Neither one was moving. Both were ringing by dark puddles of blood.

"Oh my God. Jason!" She leapt through the flames without regard, running on legs that gave out with each footfall, stumbling over herself and even dragging herself by her hands and knees towards the body she recognized as her fiancé. She skidded across the old wood, her skin raw under her jeans. She took Jason's head into her lap, looking him over with tears in her eyes. For a moment she wondered what happened to his shirt, his chiseled body a familiar, comforting sight. Until her eyes fell on the bleeding gun shot wound in his side. And then over a twin one high on his thigh. Two wounds.

Five gun shots.

"Sam," Jason groaned. A flood of strength came over his features and he sat up, wrapping his arms around her and pulling her into a tight hug. She closed her eyes and hugged him back, tears slipping down her cheeks.

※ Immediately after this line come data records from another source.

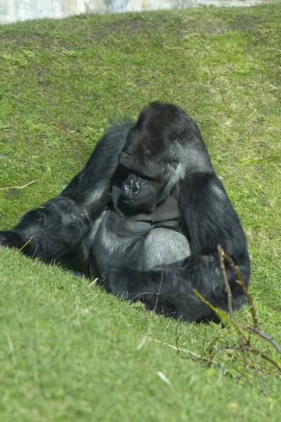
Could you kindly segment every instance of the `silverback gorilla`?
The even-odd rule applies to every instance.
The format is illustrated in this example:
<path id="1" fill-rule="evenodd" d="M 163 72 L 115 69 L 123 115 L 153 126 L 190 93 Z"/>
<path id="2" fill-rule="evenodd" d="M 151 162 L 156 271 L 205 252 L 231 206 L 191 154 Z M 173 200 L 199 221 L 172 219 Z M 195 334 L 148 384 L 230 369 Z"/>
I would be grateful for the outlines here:
<path id="1" fill-rule="evenodd" d="M 67 188 L 0 231 L 0 244 L 72 266 L 103 279 L 114 295 L 188 321 L 212 316 L 193 289 L 228 309 L 218 244 L 247 284 L 250 274 L 243 230 L 197 124 L 159 102 L 136 122 L 111 126 Z M 237 308 L 244 293 L 226 267 Z"/>

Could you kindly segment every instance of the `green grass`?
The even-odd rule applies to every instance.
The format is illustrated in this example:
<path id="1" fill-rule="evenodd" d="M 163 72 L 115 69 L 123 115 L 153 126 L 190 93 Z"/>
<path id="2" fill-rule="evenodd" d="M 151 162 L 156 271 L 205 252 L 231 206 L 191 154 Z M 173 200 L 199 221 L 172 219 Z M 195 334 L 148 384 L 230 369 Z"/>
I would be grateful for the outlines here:
<path id="1" fill-rule="evenodd" d="M 223 178 L 261 324 L 280 343 L 280 23 L 278 2 L 1 26 L 0 188 L 36 180 L 0 191 L 1 229 L 66 186 L 108 119 L 174 102 Z M 153 340 L 175 345 L 177 329 L 179 347 L 200 354 L 228 325 L 173 321 L 60 267 L 0 257 L 1 420 L 280 420 L 279 378 L 262 372 L 265 399 L 251 369 L 247 382 L 231 367 L 242 368 L 238 354 L 206 366 Z M 236 316 L 251 321 L 247 307 Z M 232 331 L 221 341 L 237 343 Z"/>

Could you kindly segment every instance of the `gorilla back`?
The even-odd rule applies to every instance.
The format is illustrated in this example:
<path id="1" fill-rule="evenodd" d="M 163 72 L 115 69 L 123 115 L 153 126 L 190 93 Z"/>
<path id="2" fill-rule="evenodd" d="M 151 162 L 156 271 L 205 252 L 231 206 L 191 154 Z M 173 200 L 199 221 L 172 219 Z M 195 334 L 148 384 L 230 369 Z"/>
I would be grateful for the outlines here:
<path id="1" fill-rule="evenodd" d="M 193 289 L 228 309 L 218 244 L 247 284 L 250 275 L 239 218 L 197 124 L 158 102 L 136 122 L 112 125 L 68 186 L 0 231 L 0 243 L 44 261 L 75 262 L 112 294 L 185 320 L 212 317 Z M 244 293 L 226 267 L 239 307 Z"/>

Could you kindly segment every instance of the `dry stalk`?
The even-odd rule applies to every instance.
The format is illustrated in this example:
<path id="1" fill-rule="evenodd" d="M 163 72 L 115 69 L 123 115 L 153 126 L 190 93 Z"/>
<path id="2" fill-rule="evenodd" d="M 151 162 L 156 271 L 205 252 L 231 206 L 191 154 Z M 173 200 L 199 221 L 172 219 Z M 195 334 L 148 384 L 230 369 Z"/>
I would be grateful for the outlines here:
<path id="1" fill-rule="evenodd" d="M 236 371 L 237 371 L 240 373 L 241 373 L 242 375 L 245 376 L 244 371 L 245 371 L 247 366 L 249 366 L 254 368 L 254 369 L 256 372 L 256 374 L 258 377 L 259 383 L 261 385 L 261 388 L 263 391 L 263 395 L 265 397 L 267 397 L 266 390 L 264 387 L 264 384 L 263 384 L 263 380 L 262 380 L 262 378 L 261 376 L 260 369 L 259 369 L 254 356 L 254 354 L 259 356 L 262 359 L 270 362 L 272 365 L 274 365 L 279 370 L 281 370 L 281 364 L 278 362 L 275 361 L 270 356 L 263 353 L 263 352 L 252 347 L 250 344 L 251 334 L 256 334 L 261 338 L 263 338 L 264 340 L 266 340 L 266 341 L 270 343 L 277 350 L 277 352 L 280 354 L 281 354 L 281 347 L 277 343 L 277 342 L 272 338 L 272 336 L 270 334 L 268 334 L 267 333 L 263 333 L 263 331 L 262 331 L 262 330 L 261 329 L 260 325 L 259 324 L 258 316 L 257 316 L 256 312 L 256 309 L 255 309 L 254 304 L 253 304 L 253 301 L 252 301 L 251 295 L 250 295 L 249 290 L 241 276 L 241 274 L 239 271 L 238 267 L 235 265 L 233 260 L 223 251 L 223 250 L 222 249 L 222 248 L 220 245 L 218 245 L 218 256 L 219 256 L 219 259 L 220 259 L 221 269 L 222 271 L 223 279 L 223 281 L 224 281 L 225 286 L 226 286 L 226 292 L 227 293 L 228 307 L 228 311 L 229 311 L 230 316 L 226 316 L 222 312 L 221 312 L 217 308 L 216 308 L 216 307 L 214 307 L 211 303 L 209 303 L 207 300 L 206 300 L 206 299 L 204 299 L 200 295 L 200 293 L 199 293 L 197 290 L 193 290 L 193 291 L 201 299 L 201 300 L 202 300 L 202 302 L 204 303 L 206 303 L 207 305 L 208 305 L 208 306 L 213 311 L 214 311 L 218 315 L 219 315 L 223 319 L 228 321 L 234 326 L 234 328 L 237 333 L 237 335 L 238 335 L 238 345 L 231 345 L 231 346 L 227 345 L 227 346 L 223 346 L 223 347 L 217 347 L 214 350 L 213 350 L 214 345 L 217 345 L 217 343 L 221 338 L 221 336 L 218 336 L 211 343 L 211 345 L 204 351 L 204 355 L 208 356 L 209 359 L 213 359 L 214 357 L 217 354 L 217 353 L 221 350 L 238 350 L 238 351 L 241 352 L 242 357 L 243 359 L 243 362 L 244 362 L 244 370 L 242 371 L 241 371 L 235 368 L 235 369 Z M 251 325 L 245 326 L 245 325 L 241 324 L 237 322 L 235 320 L 235 318 L 234 316 L 234 313 L 233 313 L 231 289 L 230 289 L 230 286 L 229 285 L 227 274 L 226 274 L 226 267 L 224 264 L 224 260 L 226 260 L 228 262 L 229 266 L 235 272 L 236 277 L 237 279 L 236 281 L 238 284 L 240 284 L 242 286 L 242 288 L 244 290 L 244 293 L 247 297 L 249 307 L 251 309 L 254 326 L 252 326 Z M 244 335 L 243 331 L 247 331 L 249 333 L 249 338 L 246 337 L 246 335 Z M 247 355 L 249 356 L 250 362 L 247 362 L 247 358 L 246 358 Z M 264 370 L 264 368 L 261 367 L 261 369 Z M 270 371 L 270 370 L 269 370 L 268 369 L 266 369 L 266 372 L 268 373 L 271 373 L 276 376 L 276 374 L 275 373 Z"/>

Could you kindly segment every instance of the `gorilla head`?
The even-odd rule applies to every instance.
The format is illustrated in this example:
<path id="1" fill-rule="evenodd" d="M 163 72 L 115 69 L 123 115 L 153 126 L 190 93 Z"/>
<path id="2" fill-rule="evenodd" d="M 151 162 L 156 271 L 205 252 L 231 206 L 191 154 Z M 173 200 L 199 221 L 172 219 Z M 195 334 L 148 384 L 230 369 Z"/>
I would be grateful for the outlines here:
<path id="1" fill-rule="evenodd" d="M 188 151 L 194 150 L 189 157 L 186 143 Z M 209 165 L 205 149 L 196 124 L 183 110 L 152 103 L 129 131 L 120 153 L 117 172 L 121 195 L 131 209 L 152 212 L 184 178 L 187 166 Z"/>

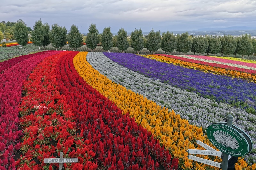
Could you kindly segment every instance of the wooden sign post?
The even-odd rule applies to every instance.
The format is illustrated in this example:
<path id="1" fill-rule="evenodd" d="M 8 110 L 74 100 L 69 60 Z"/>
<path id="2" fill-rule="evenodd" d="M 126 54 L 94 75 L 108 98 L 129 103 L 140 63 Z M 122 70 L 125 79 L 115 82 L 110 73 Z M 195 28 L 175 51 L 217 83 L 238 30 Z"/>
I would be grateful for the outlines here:
<path id="1" fill-rule="evenodd" d="M 63 158 L 63 152 L 60 153 L 60 158 L 44 158 L 45 164 L 59 163 L 59 170 L 62 170 L 63 163 L 74 163 L 78 162 L 78 158 Z"/>

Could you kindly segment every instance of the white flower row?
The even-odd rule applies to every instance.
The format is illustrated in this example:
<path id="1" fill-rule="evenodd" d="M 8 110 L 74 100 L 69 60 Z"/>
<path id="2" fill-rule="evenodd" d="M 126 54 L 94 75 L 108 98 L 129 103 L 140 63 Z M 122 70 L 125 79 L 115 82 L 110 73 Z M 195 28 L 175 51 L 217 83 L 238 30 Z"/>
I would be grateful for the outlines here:
<path id="1" fill-rule="evenodd" d="M 242 65 L 236 64 L 232 64 L 232 63 L 224 63 L 221 62 L 220 61 L 216 61 L 215 60 L 207 60 L 206 59 L 204 59 L 203 58 L 199 58 L 196 57 L 190 57 L 190 56 L 188 56 L 187 55 L 171 55 L 170 57 L 172 57 L 171 56 L 173 55 L 177 57 L 182 57 L 188 58 L 189 59 L 192 59 L 195 60 L 197 60 L 199 61 L 201 61 L 205 62 L 207 62 L 208 63 L 214 63 L 215 64 L 222 64 L 223 65 L 228 65 L 232 67 L 236 67 L 238 68 L 241 68 L 242 69 L 244 69 L 249 70 L 256 70 L 256 68 L 254 68 L 251 67 L 248 67 L 245 65 Z"/>
<path id="2" fill-rule="evenodd" d="M 154 80 L 118 64 L 102 53 L 89 52 L 87 60 L 93 68 L 112 81 L 142 95 L 162 107 L 173 109 L 191 124 L 205 129 L 212 123 L 225 122 L 225 118 L 231 114 L 234 116 L 235 125 L 244 130 L 252 130 L 248 133 L 251 134 L 252 140 L 256 144 L 255 115 L 242 109 L 204 98 L 159 80 Z"/>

"I thought you…" They began in one voice. Sam laughed, coughed, then laughed harder. Jason held her silently. She opened her eyes and looked across at the other body. Manny's body. The blood beneath him was still spreading, painting the dock a gruesome near black red.

"Is he…" she couldn't finish her sentence. It was almost too much to imagine. She closed her eyes again. She didn't need to see him any more. Ever again.

Jason held her tighter, kissing her even as she tried to get him to relax. She pulled off her own shirt, little caring about being found in her bra by the rescue personnel, and tore it in two. She moved into a better position, leaving him lying flat on the ground, and applied pressure to both his wounds, the fabric quickly growing dark and heavy.

The sirens finally reached them, the clop of people running in heavy boots and shouts of orders filling the air. Men suddenly crowded around Sam and Jason, pulling her away from him without giving her a chance to tell them what was going on. Paramedics knelt to aid him, while another group wrapped a blanket around Sam's shoulders, ordering her to sit down so they could examine her. Police officers were also in the group, questioning her between the orders of the EMTs. She ignored them.

"Manny Ruiz is over there! His body: over there."

But even as she spoke and pointed she realized she was wrong. He was gone, a long trail of blood dragging towards the water.

"Miss, just relax. We're going to take you to the hospital," she heard a paramedic say, though, the words meant nothing to her. She stared at the stain on the docks, everything else melting away. He wasn't dead. He couldn't manage to swim away. He wasn't immortal. Even if he got off the dock, the short fall to the water would be enough to kill him. Look at all the blood he left behind. It must be half his volume. There was no way…

As she was herded towards a second ambulance, the first already peeling away with Jason inside, she tricked herself into believing this rationalization. All she wanted to do was feel safe. At last.